A comparison of the two cases shows that Jabarin’s statements, which praised specific terrorist actions by individuals, were far more likely to inspire such actions than Kahane’s call on the Israeli military to act. Yet in the Kahane case, the Court completely dispensed with traditional free speech analysis, which would have limited the statute dramatically on the grounds that the very breadth of the term "arousing strife between different groups of the population" would have a chilling effect on free speech. The Court did not require the traditional equivalent of shouting fire in a crowded theater to convict. Indeed it demanded nothing more that the statement might create a climate of hatred. The same could be said of every speech by Tommy Lapid.
The only rule to explain the two decisions by the same panel of the Court on the same day is: Arabs win; Jews lose. That indeed is pretty much the position that Justice Cheshin adopted in the CEC votes on Marzel, Bishara, and Tibi. His was not a principled position that there is virtually never a case for banning a Knesset list or candidate. He was perfectly prepared in the past to ban Kach, and to ban former Kach leader Marzel today.
That too has been the position adopted by the Israeli Left in general. Rather than defend the principle that all parties should be allowed to run, they have adopted the rule that all Arab parties should be allowed to run no matter what, but all Jewish parties to the right of the Likud should be banned.
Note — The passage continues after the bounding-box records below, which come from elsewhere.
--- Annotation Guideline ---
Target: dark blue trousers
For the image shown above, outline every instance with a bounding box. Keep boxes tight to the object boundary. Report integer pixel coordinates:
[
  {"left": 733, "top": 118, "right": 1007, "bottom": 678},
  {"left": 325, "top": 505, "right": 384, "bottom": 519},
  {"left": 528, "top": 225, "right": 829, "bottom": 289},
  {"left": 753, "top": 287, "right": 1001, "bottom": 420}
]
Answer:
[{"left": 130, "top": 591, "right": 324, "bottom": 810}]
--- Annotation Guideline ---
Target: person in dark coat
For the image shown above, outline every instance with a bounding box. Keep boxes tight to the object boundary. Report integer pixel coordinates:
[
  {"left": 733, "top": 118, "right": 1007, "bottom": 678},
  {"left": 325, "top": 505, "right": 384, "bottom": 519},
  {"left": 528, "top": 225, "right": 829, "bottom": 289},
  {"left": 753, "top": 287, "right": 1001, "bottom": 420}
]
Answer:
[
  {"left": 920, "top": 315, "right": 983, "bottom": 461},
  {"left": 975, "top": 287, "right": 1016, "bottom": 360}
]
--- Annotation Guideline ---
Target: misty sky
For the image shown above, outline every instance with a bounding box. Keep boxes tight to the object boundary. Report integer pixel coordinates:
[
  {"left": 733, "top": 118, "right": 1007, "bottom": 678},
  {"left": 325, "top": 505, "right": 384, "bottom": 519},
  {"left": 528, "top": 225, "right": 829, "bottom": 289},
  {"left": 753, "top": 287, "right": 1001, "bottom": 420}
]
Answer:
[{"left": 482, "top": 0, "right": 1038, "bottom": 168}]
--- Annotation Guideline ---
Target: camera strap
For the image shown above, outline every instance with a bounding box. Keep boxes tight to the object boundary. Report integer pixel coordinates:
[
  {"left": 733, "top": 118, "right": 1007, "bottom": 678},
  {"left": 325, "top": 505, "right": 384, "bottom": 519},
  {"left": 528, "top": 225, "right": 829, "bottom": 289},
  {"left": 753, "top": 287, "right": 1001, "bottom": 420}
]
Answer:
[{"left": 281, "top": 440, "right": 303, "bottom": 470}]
Thus the Labor party tried to have Herut party chairman Michael Kleiner banned from the election for "racist" incitement for saying that Israeli Arabs constitute a demographic time bomb – which is pretty close to a pure statement of fact.
The Left, however, is outraged by the ban on Bishara, who is currently on trial for collaborating with the enemy, sedition, and expression of support for terrorist organizations. On the first anniversary of Hafez al-Assad’s death, Bishara traveled to Damascus, where flanked by Hizbullah leader Sheikh Nasrallah, and in front of representatives of the most militant Palestinian terrorist groups and Hamas, he called on Arab countrie to expand their "resistance against [Israel’s] occupation, and to provide for the Palestinian people’s struggle against the occupation." That speech came well into the current Palestinian warfare against Israel.
In the same speech, Bishara singled out Hizbullah as a "heroic" example of "Islamic resistance." If that praise for an organization that had already kidnapped and murdered three Israeli soldiers and that has directed hundreds of Katushya rockets at Israel does not constitute "support for the armed struggle of a terrorist organization against Israel," what does?
To this the Left responds, "Sure Bishara seeks the destruction of Israel and supports all those working to bring it about, but he represents an important section of the Israeli Arab population, which will only become more alienated by his ouster." Here, too, the Left not only ignores the relevant statute, but is unprincipled. For the identical argument could have been made about Meir Kahane and Kach. At the time of Kach’s ban, opinion polls showed the party winning at least 10 seats – as many as the Arab parties hold today. Kahane’s supporters too could have been expected to become angry and alienated by the bar on Kach’s participation in elections.
It is no doubt true that Bishara represents a substantial and growing portion of the Israeli Arab population. The number and seriousness of terrorist incidents involving Israeli Arabs is skyrocketing. But that is hardly an argument for making sure that the most irredentist segment of the Israeli Arab population is represented in the Knesset. Do we really want the decisive votes about the security of the State of Israel determined by those who seek its destruction? Isn’t that why Knesset members are required by law to take loyalty oaths to the State?
At the end of the day, the hoi polloi on the CEC not only showed no more political bias in their decisionmaking than Justice Cheshin did in his, they also did a better job of interpreting Section 7(a) of the Basic Law on Elections.